Banana Yellow – Blow Up Osama Bin Laden

Banana Yellow
Blow Up Osama Bin Laden

People’s responses to the recent attacks have varied greatly, and in an attempt to document the public’s feeling, folklorists took to the streets to capture immediate reactions. Another gauge that I think would be helpful is to look to the nation’s creative artists and how they represent their often complex reactions to the events of September 11th. Part of this will be the insightful and probably brutal responses of New York art-rockers like Sonic Youth, but another side of this coin is the less sophisticated “low-brow” music that is often created with little or no prior reflection. So, in thinking about the patriotic novelty items that pop up in times of war – such as Bin Laden toilet paper (“wipe that smile off his face”), pinatas, etc. – I began to search for the musical equivalent of this propaganda. Indeed, there is a long and embarrassing history of wartime songs parodying entire races of people, but with the recent proliferation of independent music and Internet publishing, the average Joe can now produce his own.

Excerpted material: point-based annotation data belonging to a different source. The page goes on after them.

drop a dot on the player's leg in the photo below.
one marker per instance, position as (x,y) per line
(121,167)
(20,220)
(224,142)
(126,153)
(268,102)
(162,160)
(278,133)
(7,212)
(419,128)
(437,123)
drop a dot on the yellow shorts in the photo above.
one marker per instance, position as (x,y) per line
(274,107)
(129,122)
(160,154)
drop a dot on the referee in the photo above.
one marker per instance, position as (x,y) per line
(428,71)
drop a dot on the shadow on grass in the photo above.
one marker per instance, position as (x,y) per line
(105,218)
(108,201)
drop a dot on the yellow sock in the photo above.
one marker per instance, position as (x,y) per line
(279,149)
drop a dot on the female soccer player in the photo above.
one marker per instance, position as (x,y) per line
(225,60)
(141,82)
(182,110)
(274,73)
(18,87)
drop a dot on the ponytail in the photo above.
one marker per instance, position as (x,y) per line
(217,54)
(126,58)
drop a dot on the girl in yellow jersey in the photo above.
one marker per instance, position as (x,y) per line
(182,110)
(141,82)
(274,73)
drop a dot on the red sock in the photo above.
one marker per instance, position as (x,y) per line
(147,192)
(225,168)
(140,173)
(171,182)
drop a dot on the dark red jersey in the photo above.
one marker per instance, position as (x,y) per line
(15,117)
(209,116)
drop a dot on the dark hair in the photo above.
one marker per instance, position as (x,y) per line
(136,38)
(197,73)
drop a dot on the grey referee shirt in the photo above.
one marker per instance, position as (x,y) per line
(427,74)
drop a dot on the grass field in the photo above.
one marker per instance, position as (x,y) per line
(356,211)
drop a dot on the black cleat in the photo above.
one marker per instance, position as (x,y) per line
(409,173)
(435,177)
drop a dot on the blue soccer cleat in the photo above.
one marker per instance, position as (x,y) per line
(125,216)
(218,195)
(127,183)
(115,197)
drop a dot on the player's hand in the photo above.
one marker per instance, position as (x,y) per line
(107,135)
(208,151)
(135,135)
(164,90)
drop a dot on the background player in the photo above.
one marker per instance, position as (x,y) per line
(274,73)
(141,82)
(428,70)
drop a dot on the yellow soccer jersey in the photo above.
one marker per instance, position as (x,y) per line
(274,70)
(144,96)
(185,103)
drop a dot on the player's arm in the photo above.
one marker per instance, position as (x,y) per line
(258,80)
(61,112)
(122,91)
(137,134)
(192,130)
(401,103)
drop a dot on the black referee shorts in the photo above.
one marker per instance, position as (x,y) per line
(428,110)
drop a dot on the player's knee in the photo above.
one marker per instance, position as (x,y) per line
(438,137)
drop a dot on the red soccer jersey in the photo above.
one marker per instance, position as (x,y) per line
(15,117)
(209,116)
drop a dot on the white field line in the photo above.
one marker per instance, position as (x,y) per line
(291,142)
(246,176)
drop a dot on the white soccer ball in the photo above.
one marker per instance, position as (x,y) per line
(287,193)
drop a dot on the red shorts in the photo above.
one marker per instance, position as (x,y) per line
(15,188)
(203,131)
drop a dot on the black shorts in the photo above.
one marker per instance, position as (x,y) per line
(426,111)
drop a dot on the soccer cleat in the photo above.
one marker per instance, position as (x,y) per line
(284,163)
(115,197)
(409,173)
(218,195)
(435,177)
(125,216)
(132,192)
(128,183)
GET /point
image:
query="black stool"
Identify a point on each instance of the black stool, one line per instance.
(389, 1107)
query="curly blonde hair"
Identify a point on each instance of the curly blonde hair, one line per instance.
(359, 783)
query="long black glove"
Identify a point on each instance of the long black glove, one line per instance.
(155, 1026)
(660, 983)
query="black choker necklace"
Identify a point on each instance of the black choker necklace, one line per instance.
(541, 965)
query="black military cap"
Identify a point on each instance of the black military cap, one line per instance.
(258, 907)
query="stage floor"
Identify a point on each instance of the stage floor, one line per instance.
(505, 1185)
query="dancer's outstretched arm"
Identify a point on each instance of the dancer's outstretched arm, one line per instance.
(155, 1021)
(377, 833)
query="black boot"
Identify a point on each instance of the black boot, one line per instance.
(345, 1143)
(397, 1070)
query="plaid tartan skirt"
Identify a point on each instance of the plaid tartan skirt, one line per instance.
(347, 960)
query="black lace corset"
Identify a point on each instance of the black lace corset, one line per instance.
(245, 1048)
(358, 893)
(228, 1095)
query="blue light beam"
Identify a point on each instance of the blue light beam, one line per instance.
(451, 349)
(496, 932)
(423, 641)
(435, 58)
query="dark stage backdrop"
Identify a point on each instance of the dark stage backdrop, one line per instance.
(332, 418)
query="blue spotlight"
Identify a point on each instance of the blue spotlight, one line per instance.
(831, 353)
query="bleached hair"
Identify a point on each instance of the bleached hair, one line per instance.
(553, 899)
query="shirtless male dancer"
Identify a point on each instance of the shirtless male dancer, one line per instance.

It first became noticeable during the Gulf War, with Hussein eventually elevated to the status of a pop-culture icon. The musical responses spanned many genres, and we find both subtle low-tech techno instrumentals that suggest little outside of their title (“The Ballad and Disembowelment of Saddam Hussein”), as well as vitriolic speed-metal tirades that are nearly impossible to see as tongue-in-cheek (“Speak English or Die and Fuck the Middle East”). As songs pop up concerning our present war, we are likely to hear something in between these two extremes.

“Blow Up Osama Bin Laden” is politically ambiguous. The repeated lyrics of “Blow Stuff Up,” sung by a computerized voice repeated over and over, seem like they are supposed to be funny in their absurdity, but when the music pans so that the lyrics “Blow up the Taliban” are in your left ear and “Blow up Osama Bin Laden” is in your right and the tempo increases in intensity, the message seems humorless. Banana Yellow has released a lot of topical explorations in sound; its a shame that they made the decision to become known for this one particular song, but the band seems to feel that they are responding to the overwhelming desires of their audience. Phasing synths gently hum while an insistent percussion track drives the song forward. This is all superfluous though as soon as the first monotone voice chimes in to recite the title. The music is incidental at best.